Tuesday, July 19, 2016

Summer School: 'Star Trek: Insurrection' (1998)

Once again, I'm looking back at previous installments of some of this summer's returning franchises.

More than any other Star Trek movie, Star Trek: Insurrection feels like a slightly overgrown TV episode, and not even a particularly notable TV episode. After the rousing success of First Contact, it's disappointing to see the franchise take such a dip in quality, and it's especially disappointing to watch the movie now, knowing that the Next Generation cast would never get a chance to match the quality of First Contact (even after the disaster of The Final Frontier, the original cast got one more try). I wouldn't necessarily call Insurrection the worst Trek movie, but it's probably the most disheartening. The Final Frontier is a train wreck, but at least it's clearly an ambitious passion project for William Shatner; Insurrection is just a listless, obligatory extension of the franchise.

The problem starts by introducing villains and allies with no connection to any previous Trek stories. Previous movies may have sometimes misused Klingons and other familiar Trek antagonists, but at least those characters brought some accumulated fan interest and history with them, to give them a way to match up to the beloved main characters. Insurrection instead offers up the Son'a, a race of decrepit, genetically modified senior citizens who are desperate to steal the fountain of youth-like radiation on the planet of the peaceful Ba'ku. The Ba'ku are kind of insufferably smug space Amish, who shun advanced technology and live in a bland utopian village where no one ever ages.

The movie starts out with an ethical dilemma that is at least somewhat interesting: Should the 600 or so Ba'ku be forcibly relocated so that the resources from their planet can be harvested and used to improve the health of billions? To me, the answer is obviously yes, so it's a little hard to care when Picard makes a righteous stand against moving the Ba'ku, especially when it's revealed that they aren't even indigenous to the planet. They just stumbled on it randomly, much like the Federation has, and now they are hogging it all for themselves. But the screenplay by veteran Trek TV writer Michael Piller doesn't allow this potential gray moral area to last for long; the Son'a quickly go from technologically advanced Federation allies to homicidal villains, planning to wipe out the entire Ba'ku population mostly out of spite. So Picard ends up on the obvious moral high ground, even though his reasoning to get there was highly suspect.

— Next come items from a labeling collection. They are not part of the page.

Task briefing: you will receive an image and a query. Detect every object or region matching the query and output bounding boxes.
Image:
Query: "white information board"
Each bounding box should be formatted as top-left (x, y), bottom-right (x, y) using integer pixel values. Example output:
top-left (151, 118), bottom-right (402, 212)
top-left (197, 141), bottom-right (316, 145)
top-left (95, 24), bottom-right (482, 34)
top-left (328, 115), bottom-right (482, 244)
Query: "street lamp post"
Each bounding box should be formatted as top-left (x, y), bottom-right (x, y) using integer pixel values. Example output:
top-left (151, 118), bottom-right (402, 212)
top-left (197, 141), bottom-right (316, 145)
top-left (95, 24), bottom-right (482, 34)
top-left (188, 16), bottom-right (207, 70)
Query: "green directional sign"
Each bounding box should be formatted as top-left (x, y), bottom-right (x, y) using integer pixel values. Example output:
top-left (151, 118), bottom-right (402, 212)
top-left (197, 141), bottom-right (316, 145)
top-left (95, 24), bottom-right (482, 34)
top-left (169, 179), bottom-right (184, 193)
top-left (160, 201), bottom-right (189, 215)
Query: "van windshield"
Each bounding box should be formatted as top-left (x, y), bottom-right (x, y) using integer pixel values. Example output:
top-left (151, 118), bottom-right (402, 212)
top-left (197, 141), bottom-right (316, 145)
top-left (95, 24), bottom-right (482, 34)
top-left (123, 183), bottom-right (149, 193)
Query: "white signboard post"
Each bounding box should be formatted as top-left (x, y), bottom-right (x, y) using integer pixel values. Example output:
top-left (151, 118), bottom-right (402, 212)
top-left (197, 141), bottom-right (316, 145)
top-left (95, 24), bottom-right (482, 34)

That wouldn't necessarily be such a problem if there were more exciting or suspenseful action, but the stakes of the story are so low (especially compared to the fate of Earth and the entire Federation in First Contact) that it's hard to get invested in the outcome. Instead of building big action sequences, Piller and returning director Jonathan Frakes focus on dopey comedy (after his genuinely creepy turn in First Contact, Data once again gets a terrible comic-relief subplot, this time alongside an annoying kid) and drippy character moments, including an insipid romance between Picard and a Ba'ku woman played by Donna Murphy.

F. Murray Abraham chews scenery, but not in a particularly entertaining way, as the villainous Son'a leader Ru'afo, but he never seems like much of a threat. At one point, when one of his plans is thwarted, he gives this ridiculous yelp that makes him sound like a toddler having a tantrum. That's sort of the point of the Son'a, who turn out to literally be petulant children of the Ba'ku, but it doesn't make him a very layered or compelling antagonist. He's not a proud warrior with misguided intentions; he's just a petty asshole. And his plans amount to very little of consequence, which would have been fine for a semi-interesting episode in the middle of a Next Generation season, but is a giant failure when it comes to crafting a meaningful, large-scale sci-fi feature film.